Two-level grammar with ANTLR 3

I have a grammar which (if you simplify it quite a bit) looks like this:

options
{
    backtrack=true;
}

// parser
text: (TEXT)+;

and_level2_thing: text | '(' and_thing ')';

and_thing: and_level2_thing (OP_AND and_level2_thing)*;

and_expression: and_thing (OP_AND and_thing)*;

parse_starts_here: and_expression EOF;

// lexer
OP_AND : 'AND';
TEXT : ( '"' (~'"')* '"' );

It has two types of groups of expressions top-level (and_thing) and inner-level (and_level2_thing) for which different rules apply but both levels have to support AND e.g. TOP_TYPE_EXPRESSION AND TOP_TYPE_EXPRESSION and TOP_TYPE_EXPRESSION AND (INNER_TYPE_EXPRESSION AND INNER_TYPE_EXPRESSION).

When I have a value of the form:

(TOP_TYPE_EXPRESSION AND (TOP_TYPE_EXPRESSION AND (TOP_TYPE_EXPRESSION AND (TOP_TYPE_EXPRESSION))))

the time starts to become exponential on the nesting level presumably because the AND is ambiguous.
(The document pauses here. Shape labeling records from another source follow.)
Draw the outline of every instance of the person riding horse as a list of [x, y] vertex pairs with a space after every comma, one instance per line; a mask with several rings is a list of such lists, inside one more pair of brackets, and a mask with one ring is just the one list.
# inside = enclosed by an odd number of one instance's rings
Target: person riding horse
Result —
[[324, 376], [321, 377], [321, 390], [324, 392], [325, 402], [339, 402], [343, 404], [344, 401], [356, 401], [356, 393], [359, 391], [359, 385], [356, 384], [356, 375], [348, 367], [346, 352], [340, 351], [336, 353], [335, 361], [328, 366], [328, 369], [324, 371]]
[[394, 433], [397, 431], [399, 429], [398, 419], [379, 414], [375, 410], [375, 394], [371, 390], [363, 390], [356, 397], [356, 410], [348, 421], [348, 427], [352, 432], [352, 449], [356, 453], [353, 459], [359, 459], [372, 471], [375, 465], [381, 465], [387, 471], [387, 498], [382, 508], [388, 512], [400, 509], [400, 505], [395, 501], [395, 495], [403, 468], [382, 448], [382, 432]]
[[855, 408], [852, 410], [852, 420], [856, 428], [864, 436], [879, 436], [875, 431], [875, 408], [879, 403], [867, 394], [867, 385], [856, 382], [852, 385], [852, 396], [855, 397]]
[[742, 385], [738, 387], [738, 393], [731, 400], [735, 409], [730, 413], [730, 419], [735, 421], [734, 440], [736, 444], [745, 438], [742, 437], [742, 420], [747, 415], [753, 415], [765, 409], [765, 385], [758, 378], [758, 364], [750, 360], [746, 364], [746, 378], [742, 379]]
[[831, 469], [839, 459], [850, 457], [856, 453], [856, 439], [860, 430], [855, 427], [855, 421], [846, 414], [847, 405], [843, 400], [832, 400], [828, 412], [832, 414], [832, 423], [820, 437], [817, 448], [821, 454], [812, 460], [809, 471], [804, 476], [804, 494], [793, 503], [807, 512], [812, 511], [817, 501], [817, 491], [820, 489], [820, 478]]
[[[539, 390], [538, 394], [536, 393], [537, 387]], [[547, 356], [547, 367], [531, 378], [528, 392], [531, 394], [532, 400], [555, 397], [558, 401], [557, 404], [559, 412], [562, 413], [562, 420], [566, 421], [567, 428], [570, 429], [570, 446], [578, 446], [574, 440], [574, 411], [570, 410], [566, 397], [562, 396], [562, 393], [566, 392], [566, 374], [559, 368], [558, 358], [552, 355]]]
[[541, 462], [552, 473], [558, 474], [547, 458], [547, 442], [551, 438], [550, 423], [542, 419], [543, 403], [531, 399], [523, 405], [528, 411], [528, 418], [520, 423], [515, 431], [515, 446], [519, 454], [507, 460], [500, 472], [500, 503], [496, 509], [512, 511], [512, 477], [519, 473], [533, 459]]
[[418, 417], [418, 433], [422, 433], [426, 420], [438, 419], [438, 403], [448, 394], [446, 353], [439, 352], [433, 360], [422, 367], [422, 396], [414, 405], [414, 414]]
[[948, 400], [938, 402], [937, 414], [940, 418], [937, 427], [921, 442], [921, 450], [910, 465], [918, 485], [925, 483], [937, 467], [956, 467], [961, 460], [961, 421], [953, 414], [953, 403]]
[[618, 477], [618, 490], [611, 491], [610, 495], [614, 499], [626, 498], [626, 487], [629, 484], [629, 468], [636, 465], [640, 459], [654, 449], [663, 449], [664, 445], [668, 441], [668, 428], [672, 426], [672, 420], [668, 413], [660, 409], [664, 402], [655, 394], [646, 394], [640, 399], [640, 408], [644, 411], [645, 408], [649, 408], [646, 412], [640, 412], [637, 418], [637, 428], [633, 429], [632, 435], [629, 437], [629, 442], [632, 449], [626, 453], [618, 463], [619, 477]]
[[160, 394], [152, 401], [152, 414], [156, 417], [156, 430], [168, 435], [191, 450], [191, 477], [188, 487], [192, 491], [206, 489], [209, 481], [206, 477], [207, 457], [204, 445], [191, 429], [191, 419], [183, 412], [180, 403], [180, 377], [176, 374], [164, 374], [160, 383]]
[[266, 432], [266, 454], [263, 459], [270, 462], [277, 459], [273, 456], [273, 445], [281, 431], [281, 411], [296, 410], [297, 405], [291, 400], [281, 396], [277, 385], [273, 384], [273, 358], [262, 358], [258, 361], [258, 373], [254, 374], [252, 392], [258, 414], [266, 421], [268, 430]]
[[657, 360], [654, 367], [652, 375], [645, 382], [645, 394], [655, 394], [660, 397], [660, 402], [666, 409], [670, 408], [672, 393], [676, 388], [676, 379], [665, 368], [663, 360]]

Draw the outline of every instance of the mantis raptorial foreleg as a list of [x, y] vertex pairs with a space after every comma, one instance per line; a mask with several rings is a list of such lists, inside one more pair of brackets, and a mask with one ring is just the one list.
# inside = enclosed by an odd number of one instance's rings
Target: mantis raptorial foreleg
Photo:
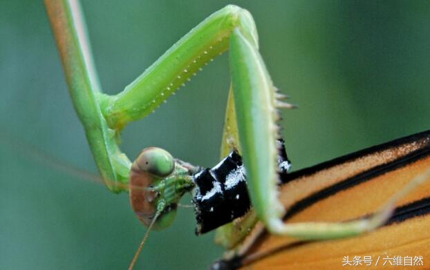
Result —
[[[256, 216], [270, 231], [305, 239], [346, 237], [369, 231], [384, 223], [394, 202], [402, 195], [424, 181], [424, 178], [414, 180], [380, 213], [367, 220], [335, 224], [285, 224], [281, 219], [285, 210], [277, 194], [276, 108], [289, 106], [277, 100], [275, 88], [258, 51], [255, 24], [247, 10], [228, 6], [214, 13], [179, 40], [122, 92], [110, 96], [102, 93], [95, 71], [91, 68], [90, 50], [83, 23], [80, 21], [82, 17], [79, 16], [77, 3], [66, 0], [46, 0], [46, 3], [75, 107], [85, 127], [99, 171], [113, 191], [124, 190], [131, 166], [119, 148], [121, 131], [130, 122], [149, 115], [202, 67], [229, 48], [240, 141], [236, 142], [237, 134], [234, 135], [231, 144], [237, 146], [242, 151], [252, 204]], [[187, 170], [183, 167], [179, 173], [187, 175]], [[142, 172], [146, 176], [151, 173], [144, 168]], [[176, 183], [174, 178], [176, 176], [158, 176], [156, 191], [162, 195], [167, 186], [166, 183]], [[165, 178], [169, 178], [171, 182], [166, 182]], [[189, 186], [187, 188], [192, 187], [189, 182], [184, 182]], [[181, 188], [175, 186], [169, 191], [180, 191]], [[177, 204], [180, 197], [170, 196], [169, 202]], [[165, 199], [153, 200], [152, 203], [158, 204], [150, 206], [152, 215], [158, 216], [154, 215], [156, 209], [160, 220], [163, 219], [162, 215], [169, 212], [169, 209], [164, 209], [164, 206], [169, 206]], [[147, 216], [142, 217], [147, 219], [146, 223], [149, 222]]]

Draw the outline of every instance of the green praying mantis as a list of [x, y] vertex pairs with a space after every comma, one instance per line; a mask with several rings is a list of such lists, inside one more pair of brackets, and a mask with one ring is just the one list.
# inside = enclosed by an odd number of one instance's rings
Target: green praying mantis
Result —
[[[258, 219], [270, 232], [279, 235], [305, 240], [352, 236], [383, 224], [397, 200], [423, 181], [421, 178], [413, 181], [368, 219], [286, 224], [281, 220], [284, 209], [277, 195], [275, 140], [279, 135], [276, 122], [277, 108], [291, 106], [279, 100], [284, 97], [277, 93], [260, 55], [256, 28], [247, 11], [228, 6], [214, 13], [122, 92], [107, 95], [101, 91], [91, 62], [79, 3], [46, 1], [46, 4], [74, 106], [106, 186], [115, 193], [127, 191], [130, 187], [132, 201], [135, 187], [138, 193], [142, 193], [143, 187], [144, 192], [149, 189], [159, 194], [151, 202], [148, 196], [142, 198], [150, 209], [140, 211], [140, 218], [147, 225], [163, 228], [171, 223], [174, 209], [167, 206], [177, 204], [183, 193], [192, 189], [189, 169], [157, 148], [144, 151], [132, 164], [119, 147], [121, 132], [129, 123], [149, 115], [206, 64], [227, 50], [232, 88], [221, 155], [227, 155], [230, 148], [241, 151], [256, 217], [238, 226], [252, 226]], [[133, 183], [131, 171], [144, 175], [146, 186]], [[236, 247], [243, 238], [231, 228], [220, 231], [218, 239], [226, 247]]]

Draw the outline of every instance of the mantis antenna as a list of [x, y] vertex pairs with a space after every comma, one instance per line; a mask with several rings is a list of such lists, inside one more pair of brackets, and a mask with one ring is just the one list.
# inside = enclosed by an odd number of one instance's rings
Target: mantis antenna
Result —
[[142, 242], [140, 242], [140, 244], [139, 244], [139, 247], [138, 248], [136, 253], [134, 254], [134, 257], [133, 257], [133, 260], [131, 261], [131, 263], [130, 264], [130, 266], [129, 267], [129, 270], [133, 270], [133, 269], [134, 268], [134, 265], [136, 264], [136, 262], [138, 261], [138, 259], [139, 258], [139, 255], [140, 254], [140, 252], [142, 252], [142, 249], [143, 249], [143, 246], [144, 245], [144, 243], [147, 242], [147, 239], [148, 239], [148, 236], [149, 236], [149, 232], [151, 231], [151, 229], [152, 229], [152, 226], [153, 226], [153, 224], [156, 223], [157, 218], [160, 216], [160, 214], [161, 213], [162, 211], [162, 210], [158, 210], [157, 213], [156, 213], [156, 215], [152, 219], [152, 222], [149, 224], [149, 226], [148, 227], [147, 232], [144, 233], [144, 235], [143, 236], [143, 239], [142, 239]]

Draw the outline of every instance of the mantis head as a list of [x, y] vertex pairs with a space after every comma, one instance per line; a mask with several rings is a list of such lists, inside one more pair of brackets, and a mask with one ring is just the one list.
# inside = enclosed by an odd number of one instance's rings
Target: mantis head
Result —
[[153, 222], [154, 229], [170, 226], [179, 200], [194, 186], [190, 171], [164, 149], [144, 149], [131, 166], [131, 206], [145, 226]]

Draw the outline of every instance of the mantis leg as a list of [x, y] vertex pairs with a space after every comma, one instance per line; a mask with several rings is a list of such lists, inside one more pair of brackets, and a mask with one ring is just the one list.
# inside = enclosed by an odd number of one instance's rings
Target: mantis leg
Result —
[[382, 225], [395, 203], [430, 178], [430, 169], [394, 195], [376, 214], [346, 222], [284, 224], [285, 210], [277, 198], [276, 168], [277, 104], [274, 88], [254, 40], [240, 28], [230, 38], [230, 67], [240, 144], [251, 201], [256, 215], [272, 233], [305, 240], [358, 235]]

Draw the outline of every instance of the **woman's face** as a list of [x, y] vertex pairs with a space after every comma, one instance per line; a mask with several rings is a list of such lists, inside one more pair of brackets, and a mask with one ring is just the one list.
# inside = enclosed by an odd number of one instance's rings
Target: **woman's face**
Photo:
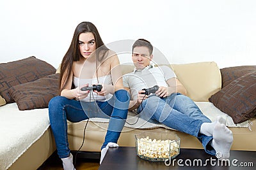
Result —
[[96, 42], [92, 32], [81, 33], [78, 38], [81, 55], [88, 59], [96, 50]]

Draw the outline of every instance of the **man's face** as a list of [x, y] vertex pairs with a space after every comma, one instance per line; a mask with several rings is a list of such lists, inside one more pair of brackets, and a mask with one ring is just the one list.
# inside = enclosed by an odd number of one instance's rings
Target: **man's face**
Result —
[[133, 49], [132, 61], [137, 69], [141, 69], [150, 64], [153, 55], [150, 55], [149, 50], [146, 46], [136, 46]]

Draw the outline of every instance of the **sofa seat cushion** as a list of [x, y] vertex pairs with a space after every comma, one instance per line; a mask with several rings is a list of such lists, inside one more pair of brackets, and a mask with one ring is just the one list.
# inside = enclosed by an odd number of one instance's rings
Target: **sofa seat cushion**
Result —
[[48, 109], [20, 111], [15, 103], [7, 104], [0, 107], [0, 169], [7, 169], [48, 129]]

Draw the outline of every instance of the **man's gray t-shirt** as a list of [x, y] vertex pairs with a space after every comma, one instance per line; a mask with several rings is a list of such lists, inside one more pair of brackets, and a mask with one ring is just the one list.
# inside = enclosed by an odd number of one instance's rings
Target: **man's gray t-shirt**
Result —
[[159, 87], [168, 87], [166, 81], [173, 77], [177, 76], [169, 67], [153, 67], [150, 65], [143, 69], [134, 69], [134, 71], [124, 75], [124, 87], [130, 89], [131, 100], [136, 100], [140, 90], [156, 85]]

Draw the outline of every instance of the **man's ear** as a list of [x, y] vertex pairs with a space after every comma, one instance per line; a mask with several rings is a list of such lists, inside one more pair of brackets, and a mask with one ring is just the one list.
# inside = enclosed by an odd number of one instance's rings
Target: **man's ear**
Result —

This expression evaluates instantly:

TOP_TYPE_EXPRESSION AND TOP_TYPE_EXPRESSION AND TOP_TYPE_EXPRESSION AND TOP_TYPE_EXPRESSION

If you say this isn't a well designed language - I perfectly agree, but that's what I have right now :). Any ideas how to avoid this problem?

Solution

Your grammar is ambiguous:

"a" AND "b"

can be matched as

parse_starts_here
  and_expression
    and_thing
      and_level2_thing
        text
      OP_AND
      and_level2_thing
        text

or as

parse_starts_here
  and_expression
    and_thing
      and_level2_thing
        text
    OP_AND
    and_thing
      and_level2_thing
        text

Normally, ANTLR would warn you about this ambiguity, but by declaring backtrack = true, you effectively tell ANTLR to try all alternatives and use first that matches.

On unambiguous grammars ANTLR runs in linear time. Use of backtracking leads to potentially exponential time. memoize=true is used to reduce the time back to linear at the cost of more memory used.

I would recommend removing the backtrack=true option. ANTLR will then tell you where the grammar is ambiguous. You can either remove the ambiguity, or if it is not possible, use syntactic predicates only where needed to prefer one possible match to the other. memoize=true would still help if you end up using syntactic predicates.

Edit - As to why there's backtracking even when both alternatives match:

It does not backtrack, but the time will still be exponential.

The problem is that ANTLR doesn't know it can match the first alternative until it actually tries to match it (since you didn't give it any hints). So it will first try to match the rule, and if it succeeds it will actually match it and perform all associated actions (memoize option avoids exactly this by remembering the particular rule succeeded for the given input position and not repeating the whole matching process).

Example:

"a" AND ( "b" AND "c" )

To match this, ANTLR must:

Match "a"
Decide whether the AND can be matched using the inner rule
- To do this, it tries to match the inner rule
- AND matches, ( means go to and_thing
- To match and_thing, it must:
  - Match ( and "b"
  - Decide whether the AND can be matched using the inner rule
    - To do this, it tries to match the inner rule against AND "c"
    - The predicate succeeds - AND "c" matches the inner rule
  - Match the inner rule against AND "c"
  - Match )
- The predicate succeeds - AND ( "b" AND "c" ) matches the inner rule
Match the inner rule against AND ( "b" AND "c" )
- AND matches, ( means go to and_thing
- To match and_thing, it must:
  - Match ( and "b"
  - Decide whether the AND can be matched using the inner rule
    - To do this, it tries to match the inner rule against AND "c"
    - The predicate succeeds - AND "c" matches the inner rule
  - Match the inner rule against AND "c"
  - Match )

AS the emphasized parts of the process show, ANTLR needs to match the text AND "c" four times to match the input, while there's one level of nesting. If there was another level, this whole process would repeat twice, so ANTLR would parse the last part eight times.

One related remark - if you use syntactic predicates rather than backtrack option, you can fine-tune what the predicate contains - in some cases it needs not contain the whole rule being predicated. In your example above, you could just tell ANLTR to use the OP_AND and_level2_thing rule whenever it encounters OP_AND, without needing to check whether and_level2_thing matches. Note that you can only do this because you know that either and_level2_thing will match, or the other alternative will fail as well. If you do this wrong you end up with the parser getting lost and refusing an input that would be valid if it chose the right alternative.